È la «missione» di fra’ Fabio Fazio, lo sappiamo. Ma siamo sicuri che il festival di Sanremo ai nastri di partenza saprà fare a meno del suo tradizionale «piatto forte»? Stiamo parlando del tormentone, l’amata-odiata canzonetta orecchiabile che ti si ficca in testa e non va più via, a meno che non ci si sottoponga a una traumatica cura Ludovico. Dall’edizione del 1951 a oggi ne abbiamo fatto indigestione. Ce ne sono di orrendi, di insopportabili, di dignitosi, qualcuno è diventato addirittura leggenda. Ve ne regaliamo dieci: che vi servano come amuleto per difendervi dal buonismo faziano.

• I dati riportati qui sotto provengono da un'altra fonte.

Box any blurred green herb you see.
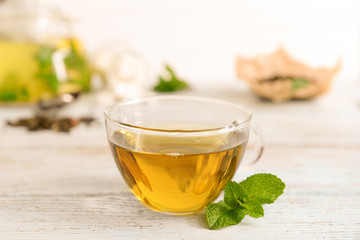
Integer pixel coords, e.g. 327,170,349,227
35,45,54,67
206,173,285,230
291,78,309,90
64,41,91,92
154,65,188,92
35,45,59,94
0,72,29,102
34,41,91,95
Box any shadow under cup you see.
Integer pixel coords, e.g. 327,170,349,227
105,96,253,215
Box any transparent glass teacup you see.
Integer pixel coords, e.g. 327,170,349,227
105,95,263,215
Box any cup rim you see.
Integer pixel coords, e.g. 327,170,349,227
104,95,252,134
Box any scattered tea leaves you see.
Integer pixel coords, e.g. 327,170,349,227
7,115,96,133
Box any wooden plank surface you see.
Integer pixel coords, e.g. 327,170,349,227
0,79,359,239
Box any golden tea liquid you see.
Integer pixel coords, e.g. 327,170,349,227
109,130,246,214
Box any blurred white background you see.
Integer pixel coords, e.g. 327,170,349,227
42,0,359,82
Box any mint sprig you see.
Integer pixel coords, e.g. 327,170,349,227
206,173,285,230
153,65,188,92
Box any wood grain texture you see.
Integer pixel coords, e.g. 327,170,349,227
0,79,359,239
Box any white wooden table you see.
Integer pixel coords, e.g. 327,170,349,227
1,79,359,239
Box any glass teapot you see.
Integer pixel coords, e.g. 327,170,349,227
0,0,91,102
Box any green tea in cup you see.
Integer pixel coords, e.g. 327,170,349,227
105,96,263,214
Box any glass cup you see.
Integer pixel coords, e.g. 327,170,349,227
105,95,263,215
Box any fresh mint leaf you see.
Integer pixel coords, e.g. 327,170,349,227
224,181,248,208
224,181,264,218
240,199,264,218
291,78,309,90
206,201,245,230
153,65,188,92
240,173,285,204
165,65,176,78
206,173,285,230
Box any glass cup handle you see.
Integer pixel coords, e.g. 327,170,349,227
243,122,264,166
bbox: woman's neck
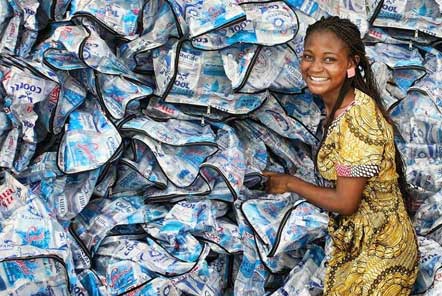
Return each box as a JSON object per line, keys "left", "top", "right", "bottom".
{"left": 323, "top": 87, "right": 356, "bottom": 117}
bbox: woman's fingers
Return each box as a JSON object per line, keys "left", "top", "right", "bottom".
{"left": 261, "top": 172, "right": 288, "bottom": 194}
{"left": 262, "top": 171, "right": 279, "bottom": 177}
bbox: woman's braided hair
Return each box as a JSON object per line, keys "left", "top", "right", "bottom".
{"left": 308, "top": 16, "right": 411, "bottom": 213}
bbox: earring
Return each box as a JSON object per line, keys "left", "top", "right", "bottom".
{"left": 347, "top": 68, "right": 355, "bottom": 78}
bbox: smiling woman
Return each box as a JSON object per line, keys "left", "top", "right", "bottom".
{"left": 300, "top": 29, "right": 357, "bottom": 113}
{"left": 263, "top": 16, "right": 419, "bottom": 296}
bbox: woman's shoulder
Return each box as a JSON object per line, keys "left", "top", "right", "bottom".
{"left": 341, "top": 89, "right": 392, "bottom": 145}
{"left": 353, "top": 88, "right": 377, "bottom": 111}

«Nel blu dipinto di blu» di Domenico Modugno

Di sicuro il più nobile tra i tormentoni, quello che nel 1958 sancì la vittoria di Domenico Modugno e il vero inizio della leggenda sanremese. Testo scritto a quattro mani con un ancora giovane Franco Migliacci, musica a firma della grande voce di Polignano a Mare. Partenza sospesa con qualche concessione al virtuosismo, ritornello costruito intorno a quell’«o-o-o-oh» che strizza l’occhio pure agli ascoltatori più frigidi. Quando l’ex Beatle George Harrison, negli anni Ottanta, arrivò come ospite del Festival, si sentì chiedere da un giornalista quali canzoni italiane conoscesse. Rispose: «Solo Volare».

«Le mille bolle blu» di Mina

Altra prova del fatto che tormentone non deve per forza far rima con polpettone: nell’edizione del ’61 Mina si presenta in concorso con questa canzoncina frizzante, scritta dalla coppia Vito Pallavicini-Carlo Alberto Rossi. L’effetto sorpresa che ti cattura sta nel suono onomatopeico che la Tigre di Cremona intona nel ritornello. Brano secondo la critica destinato alla vittoria finale sin dalla prima esecuzione, finirà quinto in classifica. Non è un caso se la Nostra da allora non vorrà più mettere piede in Riviera.

«Bella da morire» degli Homo Sapiens

Qualche volta (anzi spesso) i tormentoni vincono. Accadde nell’edizione del ’77 con la ballad zuccherosa «Bella da morire» eseguita dagli Homo Sapiens, band il cui nome prometteva suggestioni progressive tanto in voga nel più glorioso decennio del rock italiano. Promessa non mantenuta: quello del complesso era un pop cantautorale facile facile pensato per i primi appuntamenti galanti con la macchina presa in prestito da papà. Ma «Bella da morire» è stata soprattutto un must per le feste delle medie.